I always start a new series of Taskmaster wondering if it will hit the heights of the previous ones Then, by about the third episode in, you realise it will as everyone’s characters round out and the running jokes emerge.

This year’s highlights include the terrible prizes, particularly Daisy-May Coopers, Mawaan Rizwan’s sneakiness and Katherine Parkinson’s very middle-class brand of incompetence. The highlight though is Daisy-May Cooper’s utter passion for every task, either of pure ecstatic joy or absolute seething anger. I adore her for it.

So yes, in everything that matters one of my favourite shows has remained intact. It is as silly as ever and as funny as ever. It remains a comedic balm to the soul. And long may it continue.

Sometimes it’s good to be proven wrong. The new relationship your friend starts that you think won’t last but then results in their eternal happiness.
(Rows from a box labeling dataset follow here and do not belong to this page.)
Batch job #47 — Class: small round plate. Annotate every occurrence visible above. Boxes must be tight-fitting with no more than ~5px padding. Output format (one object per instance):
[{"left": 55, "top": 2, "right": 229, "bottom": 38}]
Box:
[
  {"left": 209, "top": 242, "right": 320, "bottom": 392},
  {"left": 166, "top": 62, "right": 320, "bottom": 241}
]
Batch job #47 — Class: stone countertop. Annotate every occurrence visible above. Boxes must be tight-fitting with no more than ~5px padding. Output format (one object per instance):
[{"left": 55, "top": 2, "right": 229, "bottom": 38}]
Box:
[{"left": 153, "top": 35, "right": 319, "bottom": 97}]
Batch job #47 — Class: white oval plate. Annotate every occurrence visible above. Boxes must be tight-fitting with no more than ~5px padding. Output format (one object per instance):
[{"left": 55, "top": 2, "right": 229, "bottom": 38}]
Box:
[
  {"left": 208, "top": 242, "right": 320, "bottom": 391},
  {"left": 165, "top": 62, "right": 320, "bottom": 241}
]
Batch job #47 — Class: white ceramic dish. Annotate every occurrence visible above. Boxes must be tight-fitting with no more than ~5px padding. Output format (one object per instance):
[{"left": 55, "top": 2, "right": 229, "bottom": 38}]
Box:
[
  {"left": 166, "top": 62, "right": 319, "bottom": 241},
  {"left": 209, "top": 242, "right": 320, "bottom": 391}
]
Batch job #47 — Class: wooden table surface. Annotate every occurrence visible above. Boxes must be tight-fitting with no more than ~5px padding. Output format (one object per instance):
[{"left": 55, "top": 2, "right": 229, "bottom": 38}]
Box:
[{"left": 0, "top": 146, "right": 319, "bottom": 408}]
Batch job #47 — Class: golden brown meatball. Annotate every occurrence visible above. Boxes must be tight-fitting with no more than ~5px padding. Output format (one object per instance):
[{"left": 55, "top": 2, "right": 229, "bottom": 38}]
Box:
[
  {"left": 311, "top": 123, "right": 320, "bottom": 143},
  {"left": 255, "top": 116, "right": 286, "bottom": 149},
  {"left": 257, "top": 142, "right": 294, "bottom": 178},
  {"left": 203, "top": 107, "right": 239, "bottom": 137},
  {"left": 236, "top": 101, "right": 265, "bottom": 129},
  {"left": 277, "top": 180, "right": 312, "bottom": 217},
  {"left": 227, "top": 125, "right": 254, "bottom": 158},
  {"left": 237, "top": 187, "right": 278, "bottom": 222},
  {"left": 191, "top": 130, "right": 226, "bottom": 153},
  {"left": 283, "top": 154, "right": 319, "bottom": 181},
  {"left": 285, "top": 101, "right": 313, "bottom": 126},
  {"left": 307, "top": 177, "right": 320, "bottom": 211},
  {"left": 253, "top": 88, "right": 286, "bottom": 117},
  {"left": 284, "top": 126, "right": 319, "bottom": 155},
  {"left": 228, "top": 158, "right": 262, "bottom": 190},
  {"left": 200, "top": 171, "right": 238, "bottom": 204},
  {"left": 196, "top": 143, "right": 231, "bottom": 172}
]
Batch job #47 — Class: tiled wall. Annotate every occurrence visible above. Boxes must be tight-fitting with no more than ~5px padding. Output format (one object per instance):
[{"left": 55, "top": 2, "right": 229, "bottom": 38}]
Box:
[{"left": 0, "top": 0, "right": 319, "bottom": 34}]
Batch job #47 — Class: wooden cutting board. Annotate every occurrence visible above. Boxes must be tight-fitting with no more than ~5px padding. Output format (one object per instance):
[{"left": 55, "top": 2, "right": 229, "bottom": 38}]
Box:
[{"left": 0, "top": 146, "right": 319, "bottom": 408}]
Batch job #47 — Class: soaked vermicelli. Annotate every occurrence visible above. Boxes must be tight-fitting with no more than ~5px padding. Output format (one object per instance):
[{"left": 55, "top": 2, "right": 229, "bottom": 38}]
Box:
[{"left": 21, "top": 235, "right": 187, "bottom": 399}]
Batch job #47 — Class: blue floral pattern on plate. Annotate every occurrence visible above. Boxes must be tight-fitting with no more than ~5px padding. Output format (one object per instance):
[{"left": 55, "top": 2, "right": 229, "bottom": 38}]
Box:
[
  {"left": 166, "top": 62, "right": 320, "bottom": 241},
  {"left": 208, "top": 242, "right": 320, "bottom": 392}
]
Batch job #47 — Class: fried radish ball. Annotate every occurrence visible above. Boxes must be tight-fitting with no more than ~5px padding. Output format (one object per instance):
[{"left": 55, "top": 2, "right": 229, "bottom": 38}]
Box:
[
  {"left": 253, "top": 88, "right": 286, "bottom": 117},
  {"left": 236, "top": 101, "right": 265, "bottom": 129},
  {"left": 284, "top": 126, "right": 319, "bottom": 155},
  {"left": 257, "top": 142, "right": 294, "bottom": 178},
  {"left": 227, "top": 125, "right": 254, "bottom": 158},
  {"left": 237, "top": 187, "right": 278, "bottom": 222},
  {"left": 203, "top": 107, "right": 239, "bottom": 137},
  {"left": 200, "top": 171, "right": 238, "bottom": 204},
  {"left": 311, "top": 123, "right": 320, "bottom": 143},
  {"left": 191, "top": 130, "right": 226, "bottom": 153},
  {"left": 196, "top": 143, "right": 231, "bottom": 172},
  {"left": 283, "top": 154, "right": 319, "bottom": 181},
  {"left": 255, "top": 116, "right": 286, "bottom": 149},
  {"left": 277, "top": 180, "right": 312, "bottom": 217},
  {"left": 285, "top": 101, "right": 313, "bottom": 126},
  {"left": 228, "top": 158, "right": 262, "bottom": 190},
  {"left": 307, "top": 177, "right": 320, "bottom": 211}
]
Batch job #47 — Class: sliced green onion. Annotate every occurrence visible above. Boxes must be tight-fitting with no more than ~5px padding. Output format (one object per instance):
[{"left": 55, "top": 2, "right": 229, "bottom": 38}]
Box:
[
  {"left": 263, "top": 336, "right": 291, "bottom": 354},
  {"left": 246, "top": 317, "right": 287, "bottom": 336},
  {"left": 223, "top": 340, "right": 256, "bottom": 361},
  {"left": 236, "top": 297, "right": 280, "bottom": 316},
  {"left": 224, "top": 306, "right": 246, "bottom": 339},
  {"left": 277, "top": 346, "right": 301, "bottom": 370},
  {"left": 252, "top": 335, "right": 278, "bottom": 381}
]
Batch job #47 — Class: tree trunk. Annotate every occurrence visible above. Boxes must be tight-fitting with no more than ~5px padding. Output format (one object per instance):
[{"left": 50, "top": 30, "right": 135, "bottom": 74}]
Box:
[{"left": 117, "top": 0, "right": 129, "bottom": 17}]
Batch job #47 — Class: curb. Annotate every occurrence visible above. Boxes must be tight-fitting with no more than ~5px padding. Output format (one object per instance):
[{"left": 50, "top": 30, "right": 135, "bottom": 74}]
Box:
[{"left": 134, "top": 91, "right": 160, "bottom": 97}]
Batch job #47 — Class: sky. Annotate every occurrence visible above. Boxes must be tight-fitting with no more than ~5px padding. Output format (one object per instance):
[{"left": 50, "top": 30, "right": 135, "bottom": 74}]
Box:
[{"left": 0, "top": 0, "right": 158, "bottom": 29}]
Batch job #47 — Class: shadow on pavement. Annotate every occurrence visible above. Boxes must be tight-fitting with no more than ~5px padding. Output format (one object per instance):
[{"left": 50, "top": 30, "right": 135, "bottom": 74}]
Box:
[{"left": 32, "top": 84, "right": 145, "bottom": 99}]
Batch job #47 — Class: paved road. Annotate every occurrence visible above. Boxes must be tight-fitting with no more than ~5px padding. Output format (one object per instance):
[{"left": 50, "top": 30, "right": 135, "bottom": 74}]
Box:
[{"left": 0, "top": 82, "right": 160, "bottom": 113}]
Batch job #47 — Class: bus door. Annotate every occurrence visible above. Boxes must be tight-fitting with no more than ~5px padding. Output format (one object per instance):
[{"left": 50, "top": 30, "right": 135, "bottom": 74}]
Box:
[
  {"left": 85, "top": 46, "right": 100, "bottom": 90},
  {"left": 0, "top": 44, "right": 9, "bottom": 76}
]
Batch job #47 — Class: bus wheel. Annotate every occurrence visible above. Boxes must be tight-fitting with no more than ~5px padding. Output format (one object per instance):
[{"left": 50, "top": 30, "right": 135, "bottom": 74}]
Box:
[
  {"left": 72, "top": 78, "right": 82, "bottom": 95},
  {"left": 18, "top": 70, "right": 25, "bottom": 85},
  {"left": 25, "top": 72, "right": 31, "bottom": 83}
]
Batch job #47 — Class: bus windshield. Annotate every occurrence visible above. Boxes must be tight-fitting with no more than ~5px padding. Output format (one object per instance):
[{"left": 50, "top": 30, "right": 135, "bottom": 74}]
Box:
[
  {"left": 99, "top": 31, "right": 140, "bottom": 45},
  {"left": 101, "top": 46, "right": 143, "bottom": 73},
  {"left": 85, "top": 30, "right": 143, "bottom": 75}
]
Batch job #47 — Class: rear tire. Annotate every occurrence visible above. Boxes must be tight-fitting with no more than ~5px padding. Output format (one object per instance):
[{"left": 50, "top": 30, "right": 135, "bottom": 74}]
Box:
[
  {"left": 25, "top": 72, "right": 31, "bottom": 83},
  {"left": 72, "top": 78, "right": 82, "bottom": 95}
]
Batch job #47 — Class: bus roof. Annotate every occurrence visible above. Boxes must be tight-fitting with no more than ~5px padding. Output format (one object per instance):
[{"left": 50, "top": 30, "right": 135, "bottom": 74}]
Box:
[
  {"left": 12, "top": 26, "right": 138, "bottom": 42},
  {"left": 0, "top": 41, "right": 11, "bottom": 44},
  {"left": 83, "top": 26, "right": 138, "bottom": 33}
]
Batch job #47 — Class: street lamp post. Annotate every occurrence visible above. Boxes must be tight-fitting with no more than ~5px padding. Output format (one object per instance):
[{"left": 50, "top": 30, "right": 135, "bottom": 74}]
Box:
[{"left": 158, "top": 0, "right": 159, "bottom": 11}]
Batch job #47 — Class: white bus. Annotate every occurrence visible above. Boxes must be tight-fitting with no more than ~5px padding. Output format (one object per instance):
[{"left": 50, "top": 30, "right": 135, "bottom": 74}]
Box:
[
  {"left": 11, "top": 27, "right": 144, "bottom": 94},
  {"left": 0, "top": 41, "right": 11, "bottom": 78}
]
The idea at work you are convinced will fail but actually makes turning up that bit easier. Or, on a smaller level, where you feel a TV show has lost its way only to surprise you by a return to form.

Taskmaster did just this. After what I felt was a ropey series 5, series 6 then became one of my favourites, with series 7 nearly matching that. The fear of downward spiral ended as I was able to put the stumble in quality down to a blip.

I still had worries for series 8 though. The line-up unnerved me. Only one of the cast was a stand-up comedian, although two others admittedly were, just not known for it. The other two are comedy actors, who I feel struggle on environments like this, as there is a certain element of ad-libbing that doesn’t work for those who depend on a script.

If the first episode is anything to go by, I shouldn’t have worried. Sian Gibson, one of the actors, is actually very good at handling the spontaneous nature of the show, perhaps because Car Share, the show that made her a star, was largely unscripted. Joe Thomas, the other actor, struggles more, and looks hopelessly out of his depth. However, that is not necessarily a bad thing, as it makes him a convenient receptacle for his fellow panellists’ barbs.

The others (Paul Sinha, Lou Sanders and Iain Stirling) are also on good form. In the case of Stirling this is already bordering on excellent. Sinha is another potential walking punchline as he seems to be the contestant most likely to repeatedly make a pig’s ear of things.

The tasks remain as inventive as ever as well. The first episode saw everything from sexy ventriloquist dolls to competing powerful smells. For a show that depends so much on original and eccentric ideas, it is surprisingly still thriving.

Greg Davies and Alex Horne remain brilliant of course. It is impossible for them not to be. Having said that, an episode of Taskmaster where they are the funniest thing is a poor episode, as the driver should always be the contestants. Good news – they are not.

This show is one of my hours of unadulterated joy. If it can maintain this form I never want it to end. I was as wrong as wrong could be last time. And it has never made me more happy to be so.